Домна Осиповна, привыкшая замечать малейший оттенок на его лице и не совсем понявшая, что ему, собственно, не понравилось, продолжала уж несколько робким голосом:
— И вообрази, при моем слабом здоровье я на почтовых проскакала в какие-нибудь сутки триста верст, — вхожу в дом и действительно вижу, что в моей комнате, перед моим трюмо причесывается какая-то госпожа… Что я ей сказала, — сама не помню, только она мгновенно скрылась…
Бегушев, наконец, усмехнулся.
— Воображаю, какая ей песня была пропета, — проговорил он.
— Ужасная, кажется… — продолжала Домна Осиповна, — я даже не люблю себя за это: я очень мало умею себя сдерживать.
— В этом случае, я думаю, нечего и сдерживать себя было: в вас говорило простое и законное чувство, — заметил Бегушев.
— Да, но все нехорошо!.. Потом муж приехал… ему тоже досталось; от него, по обыкновению, пошли мольбы, просьбы о прощении, целование ручек, ножек, уверения в любви — и я, дура, опять поверила.
— Общее свойство всех женщин! — сказал Бегушев.
— Нет, кажется в этом случае я самая глупая женщина: ну чего могла я ожидать от моего супруга после всего, что он делал против меня? Конечно, ничего, как и оказалось потом: через неделю же после того я стала слышать, что он всюду с этой госпожой ездит в коляске, что она является то в одном дорогом платье, то в другом… один молодой человек семь шляпок мне у ней насчитал, так что в этом даже отношении я не могла соперничать с ней, потому что муж мне все говорил, что у него денег нет, и какие-то гроши выдавал мне на туалет; наконец, терпение мое истощилось… я говорю ему, что так нельзя, что пусть оставит меня совершенно; но он и тут было: «Зачем, для чего это?» Однако я такой ему сделала ад из жизни, что он не выдержал и сам уехал от меня.
— Ад сделали? — спросил с злым удовольствием Бегушев.

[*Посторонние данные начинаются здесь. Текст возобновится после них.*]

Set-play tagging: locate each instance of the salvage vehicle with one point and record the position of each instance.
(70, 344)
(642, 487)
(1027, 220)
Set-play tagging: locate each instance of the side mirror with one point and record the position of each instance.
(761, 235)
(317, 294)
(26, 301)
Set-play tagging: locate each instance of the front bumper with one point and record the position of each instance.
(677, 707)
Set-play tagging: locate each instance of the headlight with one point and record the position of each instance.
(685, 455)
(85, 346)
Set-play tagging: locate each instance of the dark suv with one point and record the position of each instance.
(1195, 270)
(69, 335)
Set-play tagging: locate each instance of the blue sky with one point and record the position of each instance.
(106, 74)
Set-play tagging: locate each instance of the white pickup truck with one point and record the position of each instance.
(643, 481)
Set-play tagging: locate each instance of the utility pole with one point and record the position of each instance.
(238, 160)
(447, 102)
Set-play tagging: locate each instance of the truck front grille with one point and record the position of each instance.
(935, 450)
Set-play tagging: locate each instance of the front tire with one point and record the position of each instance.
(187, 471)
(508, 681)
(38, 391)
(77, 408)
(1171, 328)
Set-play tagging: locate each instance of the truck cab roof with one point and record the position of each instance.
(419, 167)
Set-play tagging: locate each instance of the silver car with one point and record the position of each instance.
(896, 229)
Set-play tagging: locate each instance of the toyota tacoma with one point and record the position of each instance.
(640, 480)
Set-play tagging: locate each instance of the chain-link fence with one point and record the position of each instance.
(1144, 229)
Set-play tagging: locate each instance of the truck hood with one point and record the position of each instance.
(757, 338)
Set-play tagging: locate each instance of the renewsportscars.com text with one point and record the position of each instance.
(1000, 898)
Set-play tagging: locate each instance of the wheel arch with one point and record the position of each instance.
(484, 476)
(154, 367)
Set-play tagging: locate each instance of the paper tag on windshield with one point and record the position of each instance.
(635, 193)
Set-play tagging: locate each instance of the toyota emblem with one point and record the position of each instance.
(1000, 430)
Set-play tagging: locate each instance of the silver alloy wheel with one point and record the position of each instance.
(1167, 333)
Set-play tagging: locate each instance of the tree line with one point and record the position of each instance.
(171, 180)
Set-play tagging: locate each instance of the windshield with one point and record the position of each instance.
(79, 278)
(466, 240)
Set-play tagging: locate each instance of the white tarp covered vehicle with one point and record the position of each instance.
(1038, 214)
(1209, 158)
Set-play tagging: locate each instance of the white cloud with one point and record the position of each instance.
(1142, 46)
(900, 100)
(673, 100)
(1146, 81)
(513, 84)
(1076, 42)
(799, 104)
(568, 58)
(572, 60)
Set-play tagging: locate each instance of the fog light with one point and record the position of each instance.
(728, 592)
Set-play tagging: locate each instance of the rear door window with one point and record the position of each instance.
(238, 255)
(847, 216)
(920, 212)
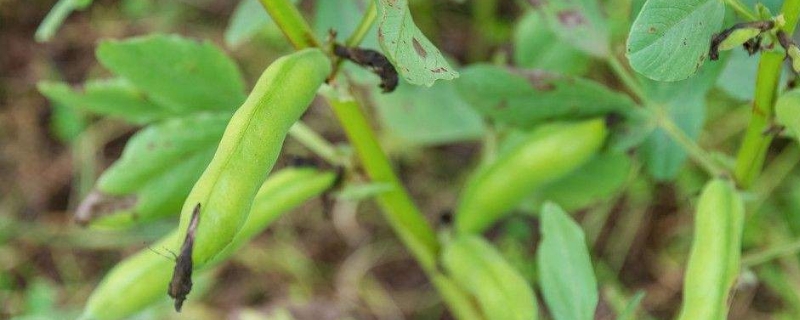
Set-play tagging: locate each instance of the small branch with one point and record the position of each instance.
(291, 22)
(755, 145)
(664, 121)
(316, 143)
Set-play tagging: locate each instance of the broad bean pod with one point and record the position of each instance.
(140, 280)
(544, 155)
(716, 250)
(249, 148)
(477, 267)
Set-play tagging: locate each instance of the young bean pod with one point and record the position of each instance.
(481, 270)
(544, 155)
(716, 250)
(140, 280)
(249, 148)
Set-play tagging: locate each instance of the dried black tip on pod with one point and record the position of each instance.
(181, 283)
(372, 60)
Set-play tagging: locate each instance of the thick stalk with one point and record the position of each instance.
(755, 145)
(401, 212)
(397, 206)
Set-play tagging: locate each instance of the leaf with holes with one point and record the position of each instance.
(525, 98)
(412, 54)
(669, 40)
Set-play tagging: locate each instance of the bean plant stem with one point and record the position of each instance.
(665, 122)
(404, 217)
(742, 9)
(291, 22)
(755, 145)
(397, 206)
(314, 142)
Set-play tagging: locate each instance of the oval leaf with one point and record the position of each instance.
(527, 98)
(670, 38)
(177, 73)
(579, 22)
(565, 268)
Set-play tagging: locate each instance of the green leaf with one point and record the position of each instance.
(411, 53)
(536, 46)
(527, 98)
(158, 168)
(565, 267)
(579, 23)
(247, 19)
(481, 270)
(684, 102)
(670, 38)
(159, 147)
(113, 98)
(595, 181)
(177, 73)
(428, 116)
(55, 18)
(66, 122)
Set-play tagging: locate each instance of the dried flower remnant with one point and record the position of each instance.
(374, 61)
(181, 283)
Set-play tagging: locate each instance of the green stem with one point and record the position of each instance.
(397, 206)
(753, 149)
(364, 26)
(401, 212)
(291, 22)
(314, 142)
(741, 9)
(755, 145)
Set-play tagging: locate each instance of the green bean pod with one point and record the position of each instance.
(139, 281)
(544, 155)
(249, 148)
(716, 250)
(477, 267)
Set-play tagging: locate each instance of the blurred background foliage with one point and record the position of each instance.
(346, 263)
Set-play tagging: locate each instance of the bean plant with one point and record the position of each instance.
(597, 104)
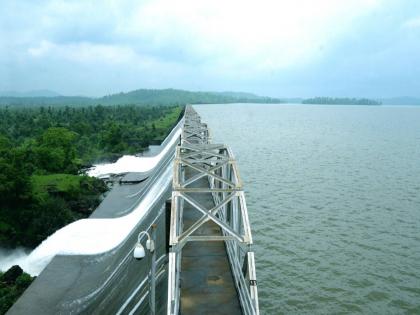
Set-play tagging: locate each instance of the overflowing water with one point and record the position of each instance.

— Решительный ад!.. Что ж, я не скрываю этого теперь!.. — отвечала Домна Осиповна. — Я вот часто думаю, — продолжала она, — что неужели же я должна была после такой ужасной семейной жизни умереть для всего и не позволить себе полюбить другого… Счастье мое, конечно, что я в первое время, при таком моем ожесточенном состоянии, не бросилась прямо, как супруг мне предлагал, на шею какому-нибудь дрянному господину; а потом нас же, женщин, обыкновенно винят, почему мы не полюбим хорошего человека. Господи! Я думаю, каждая женщина больше всего желает, чтобы ее полюбил хороший человек; но много ли их на свете? Я теперь очень стала разочарована в людях: даже когда тебя полюбила, так боялась, что стоишь ли ты того!

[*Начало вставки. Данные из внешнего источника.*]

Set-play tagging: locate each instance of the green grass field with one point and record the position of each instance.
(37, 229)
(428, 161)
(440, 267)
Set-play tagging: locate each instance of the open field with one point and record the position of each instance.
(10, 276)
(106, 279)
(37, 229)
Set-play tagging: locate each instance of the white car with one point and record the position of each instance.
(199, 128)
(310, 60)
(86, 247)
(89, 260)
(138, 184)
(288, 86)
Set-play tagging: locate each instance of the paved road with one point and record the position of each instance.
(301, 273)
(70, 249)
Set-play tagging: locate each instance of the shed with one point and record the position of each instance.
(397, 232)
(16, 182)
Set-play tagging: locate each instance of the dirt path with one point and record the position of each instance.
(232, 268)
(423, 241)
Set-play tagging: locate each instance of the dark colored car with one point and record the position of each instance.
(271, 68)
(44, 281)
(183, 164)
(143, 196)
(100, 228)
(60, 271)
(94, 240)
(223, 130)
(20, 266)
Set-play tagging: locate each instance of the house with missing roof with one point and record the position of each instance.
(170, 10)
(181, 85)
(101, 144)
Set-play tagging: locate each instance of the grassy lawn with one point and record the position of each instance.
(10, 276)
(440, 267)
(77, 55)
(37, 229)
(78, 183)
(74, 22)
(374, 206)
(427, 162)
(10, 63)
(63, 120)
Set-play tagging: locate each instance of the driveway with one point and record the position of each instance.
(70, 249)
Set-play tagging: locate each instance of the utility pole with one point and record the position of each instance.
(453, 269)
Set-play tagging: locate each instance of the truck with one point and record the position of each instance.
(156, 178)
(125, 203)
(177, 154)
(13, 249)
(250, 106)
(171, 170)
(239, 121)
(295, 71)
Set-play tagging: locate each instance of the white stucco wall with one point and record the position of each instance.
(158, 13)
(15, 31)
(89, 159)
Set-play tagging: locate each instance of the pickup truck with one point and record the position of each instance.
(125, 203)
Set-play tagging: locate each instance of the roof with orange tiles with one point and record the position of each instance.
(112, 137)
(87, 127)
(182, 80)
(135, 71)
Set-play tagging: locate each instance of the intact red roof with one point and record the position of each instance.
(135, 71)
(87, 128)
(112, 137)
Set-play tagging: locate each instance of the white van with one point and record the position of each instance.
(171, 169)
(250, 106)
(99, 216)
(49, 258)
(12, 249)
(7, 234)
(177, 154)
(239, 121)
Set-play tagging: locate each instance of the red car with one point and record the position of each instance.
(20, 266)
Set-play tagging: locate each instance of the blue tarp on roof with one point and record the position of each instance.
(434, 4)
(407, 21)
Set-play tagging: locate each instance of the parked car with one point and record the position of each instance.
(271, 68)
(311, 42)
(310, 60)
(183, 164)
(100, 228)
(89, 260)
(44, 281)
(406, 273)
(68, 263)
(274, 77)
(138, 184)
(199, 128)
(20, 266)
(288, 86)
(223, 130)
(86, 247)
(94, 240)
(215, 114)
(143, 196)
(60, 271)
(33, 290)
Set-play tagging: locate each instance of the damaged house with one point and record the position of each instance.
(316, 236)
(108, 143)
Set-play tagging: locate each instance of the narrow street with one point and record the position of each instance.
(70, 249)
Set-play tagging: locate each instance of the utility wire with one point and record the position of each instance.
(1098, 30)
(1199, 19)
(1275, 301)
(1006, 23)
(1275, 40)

— А может быть, и я не стою твоей любви? — спросил ее Бегушев.
— Нет, ты стоишь, в этом я теперь убеждена, — отвечала Домна Осиповна и, встав, подошла к Бегушеву, обняла его и начала целовать. — Ты паинька у меня — вот кто ты! — проговорила она ласковым голосом, а потом тут же, сейчас, взглянув на часы, присовокупила: — Однако, друг мой, тебе пора домой!

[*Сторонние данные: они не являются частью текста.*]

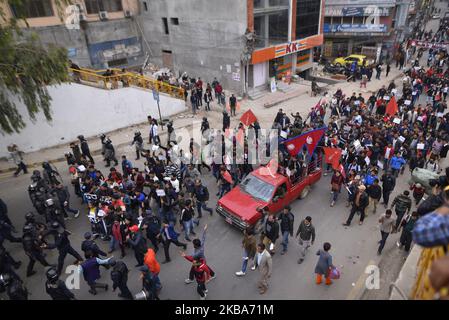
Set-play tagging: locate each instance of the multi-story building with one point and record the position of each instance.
(97, 33)
(351, 25)
(205, 37)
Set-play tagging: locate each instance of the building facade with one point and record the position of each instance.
(96, 33)
(205, 38)
(286, 33)
(364, 26)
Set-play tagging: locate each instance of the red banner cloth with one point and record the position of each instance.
(333, 156)
(248, 118)
(310, 139)
(392, 107)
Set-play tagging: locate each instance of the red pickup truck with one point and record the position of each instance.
(240, 206)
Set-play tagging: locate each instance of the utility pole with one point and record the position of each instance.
(249, 39)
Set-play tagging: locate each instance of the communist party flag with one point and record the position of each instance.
(333, 156)
(310, 139)
(248, 118)
(392, 107)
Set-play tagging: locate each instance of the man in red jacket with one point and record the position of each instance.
(202, 274)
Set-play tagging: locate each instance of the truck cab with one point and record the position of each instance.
(240, 207)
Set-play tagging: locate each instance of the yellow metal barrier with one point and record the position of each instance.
(128, 79)
(422, 290)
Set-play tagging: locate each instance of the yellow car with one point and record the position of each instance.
(343, 61)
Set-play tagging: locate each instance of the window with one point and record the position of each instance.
(95, 6)
(307, 18)
(165, 22)
(33, 9)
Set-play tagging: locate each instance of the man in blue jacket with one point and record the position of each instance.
(396, 163)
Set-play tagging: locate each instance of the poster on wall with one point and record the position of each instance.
(273, 84)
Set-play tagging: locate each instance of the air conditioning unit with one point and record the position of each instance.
(103, 15)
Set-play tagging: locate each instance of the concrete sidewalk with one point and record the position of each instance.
(298, 100)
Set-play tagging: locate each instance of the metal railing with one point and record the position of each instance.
(422, 289)
(97, 79)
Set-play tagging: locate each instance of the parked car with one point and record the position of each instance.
(240, 207)
(346, 61)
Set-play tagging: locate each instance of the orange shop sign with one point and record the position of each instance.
(286, 48)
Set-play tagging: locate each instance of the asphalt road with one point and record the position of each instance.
(353, 248)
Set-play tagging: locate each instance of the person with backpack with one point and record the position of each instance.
(388, 184)
(286, 222)
(119, 277)
(403, 205)
(201, 195)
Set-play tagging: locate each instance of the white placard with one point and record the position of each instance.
(380, 164)
(367, 161)
(357, 144)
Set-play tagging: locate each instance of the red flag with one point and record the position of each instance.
(227, 176)
(248, 118)
(342, 171)
(240, 137)
(270, 169)
(333, 156)
(310, 139)
(392, 107)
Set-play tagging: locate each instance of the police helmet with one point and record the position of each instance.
(27, 228)
(29, 217)
(55, 225)
(52, 274)
(49, 202)
(5, 279)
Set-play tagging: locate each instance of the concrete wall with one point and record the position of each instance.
(79, 109)
(209, 36)
(79, 40)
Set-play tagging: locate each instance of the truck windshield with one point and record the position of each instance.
(257, 188)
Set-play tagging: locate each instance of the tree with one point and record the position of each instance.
(26, 67)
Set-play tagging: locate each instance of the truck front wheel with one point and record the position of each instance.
(304, 192)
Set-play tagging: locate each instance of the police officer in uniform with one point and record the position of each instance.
(89, 245)
(56, 288)
(138, 140)
(32, 247)
(85, 148)
(109, 153)
(62, 243)
(14, 287)
(119, 277)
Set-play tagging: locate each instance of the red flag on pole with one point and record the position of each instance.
(227, 176)
(310, 139)
(342, 171)
(270, 169)
(392, 107)
(333, 156)
(248, 118)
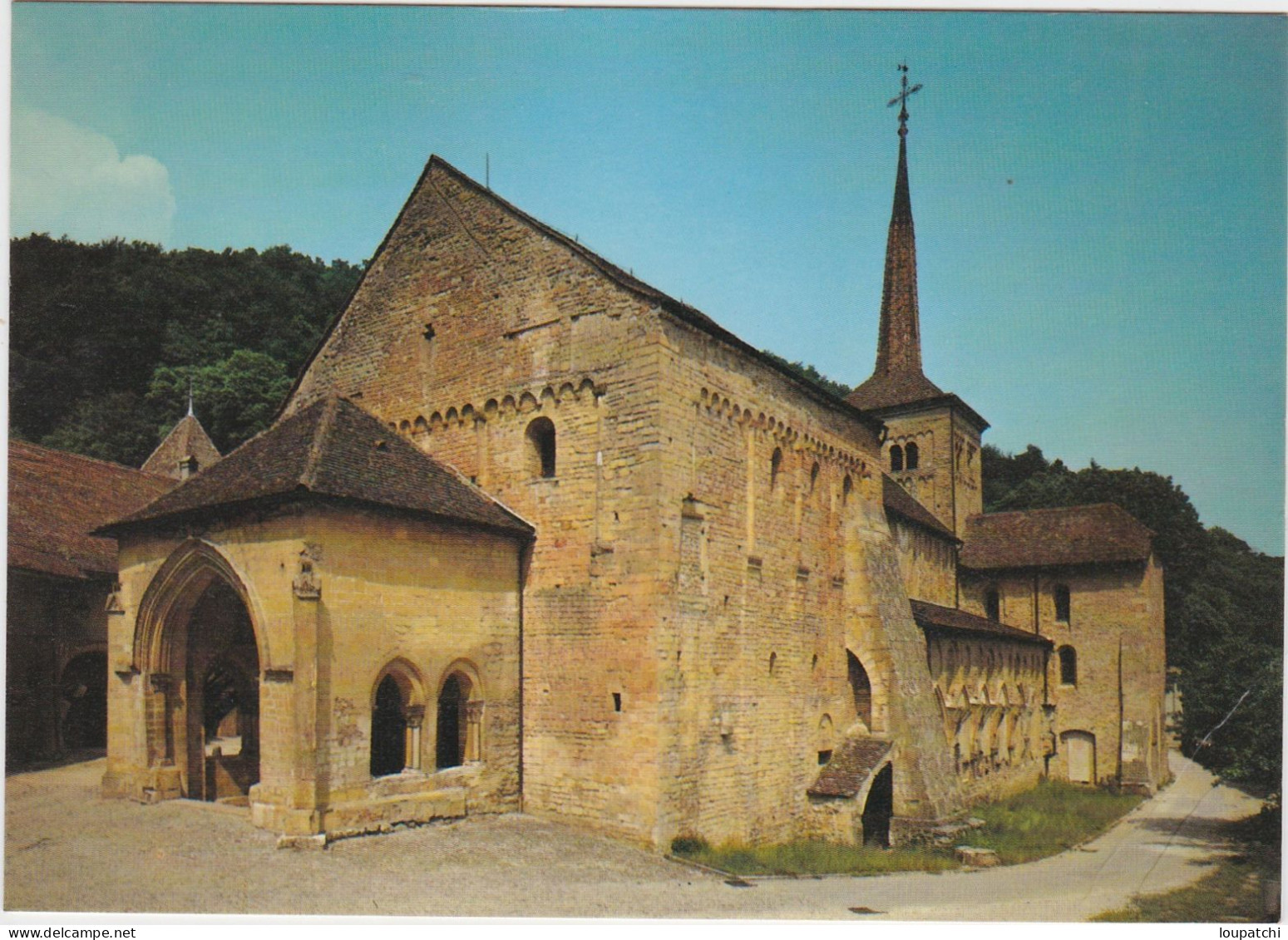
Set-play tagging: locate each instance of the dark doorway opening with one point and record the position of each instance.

— Пора? — повторил Бегушев.
— Да, а то люди, пожалуй, после болтать будут, что ты сидишь у меня до света: второй уже час.
— Уже? Действительно, пора! — сказал Бегушев, приподнимаясь с кресел и отыскивая свою шляпу.
— Но только, как я тебе говорила, я пока так остерегаюсь; а потом, когда разные дрязги у меня кончатся, я вовсе не намерена скрывать моих чувств к вам; напротив: я буду гордиться твоею любовью.
Бегушев усмехнулся.
— Как итальянка Майкова: «Гордилась ли она любви своей позором» [Как итальянка Майкова: «Гордилась ли она любви своей позором». – Имеется в виду строка из стихотворения А.Майкова «Скажи мне, ты любил на родине своей?» (1844) из цикла «Очерки Рима».]…
— Именно: я буду гордиться любви моей позором! — подхватила Домна Осиповна.
Бегушев после того крепко пожал ей руку, поцеловал ее и, мотнув приветливо головой, пошел своей тяжеловатой походкой.
Домна Осиповна заметно осталась очень довольна всем этим разговором; ей давно хотелось объяснить и растолковать себя Бегушеву, что и сделала она, как ей казалось, довольно искусно. Услышав затем, что дверь за Бегушевым заперли, Домна Осиповна встала, прошла по всем комнатам своей квартиры, сама погасила лампы в зале, гостиной, кабинете и скрылась в полутемной спальне.